Landpflanzen sind in ihrer Struktur äußerst vielfältig und stellen die komplexesten photosynthetischen Organismen dar. Ihre nächsten Verwandten, die konjugierenden Grünalgen (Zygnematophyceae), haben dagegen viel einfachere Körperbaupläne. Diese Algen sind entweder einzellig oder bilden unverzweigte Filamente, was traditionell verwendet wurde, um diese Algen grob in einzellige und fadenförmige Taxa zu klassifizieren. Die Zygnematophyceae umfassen etwa 4.000 Arten und weisen eine faszinierende morphologische Vielfalt auf – von den schönen Desmiden bis zu fadenförmigen Arten, die für den Teichschlamm verantwortlich sind.

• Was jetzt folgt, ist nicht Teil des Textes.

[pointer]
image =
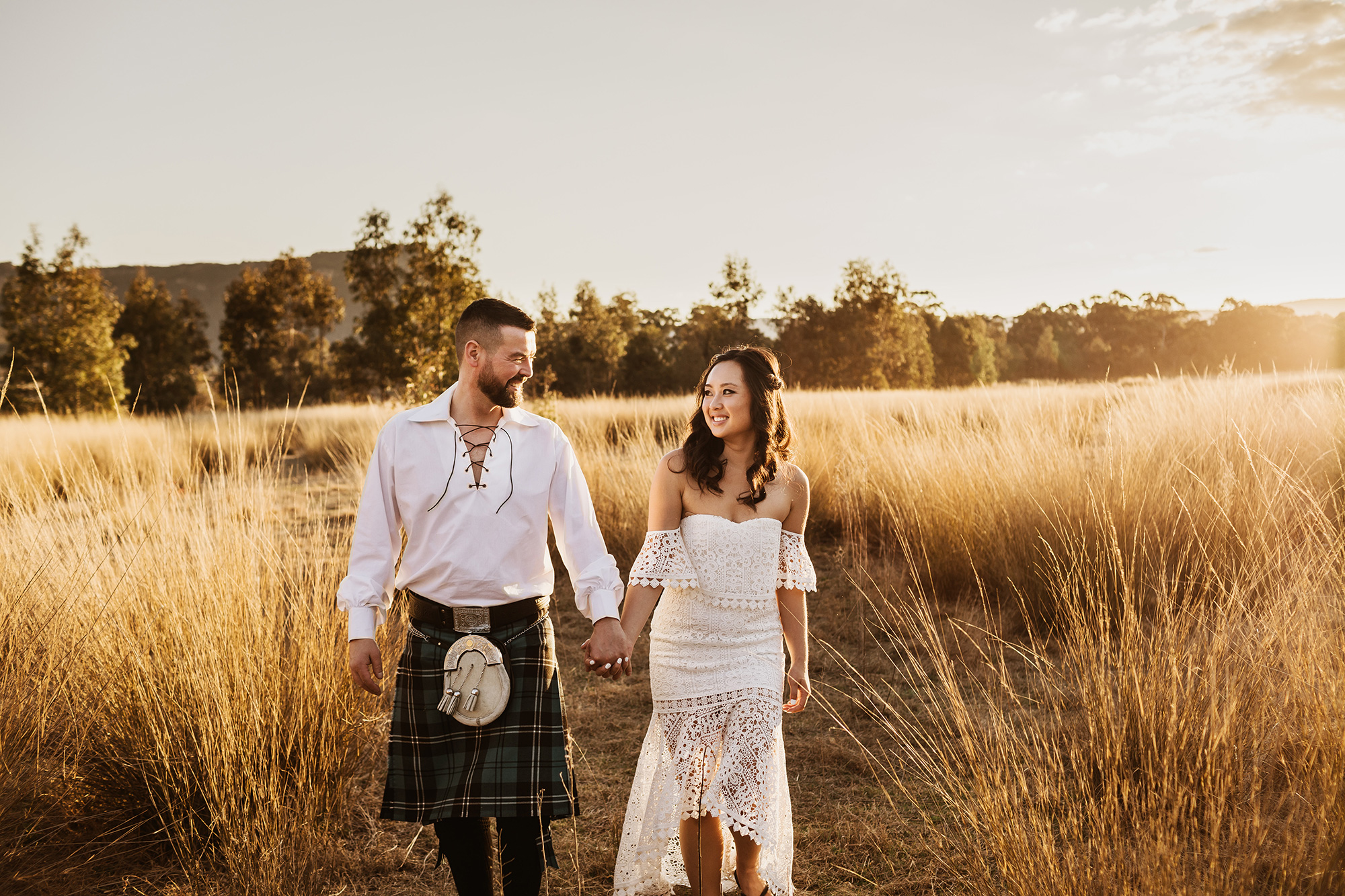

Das wissenschaftliche Interesse an dieser Algengruppe ist derzeit sehr groß, da die Forschung der letzten Jahre ergeben hat, dass diese Algen die nächsten Verwandten der Landpflanzen sind. Die Wissenschaftler waren von diesem Befund überrascht, da die Baupläne der Zygnematophyten weniger komplex sind als die anderer Algen, die zuvor fälschlicherweise als die nächsten Verwandten der Landpflanzen angesehen wurden. Die Tatsache, dass sich die Zygnematophyceae vor etwa 550 Millionen Jahren von ihrem letzten gemeinsamen Vorfahren mit Pflanzen entfernten und seitdem ihren eigenen evolutionären Weg einschlugen, könnte der Grund für diese deutliche morphologische Trennung sein.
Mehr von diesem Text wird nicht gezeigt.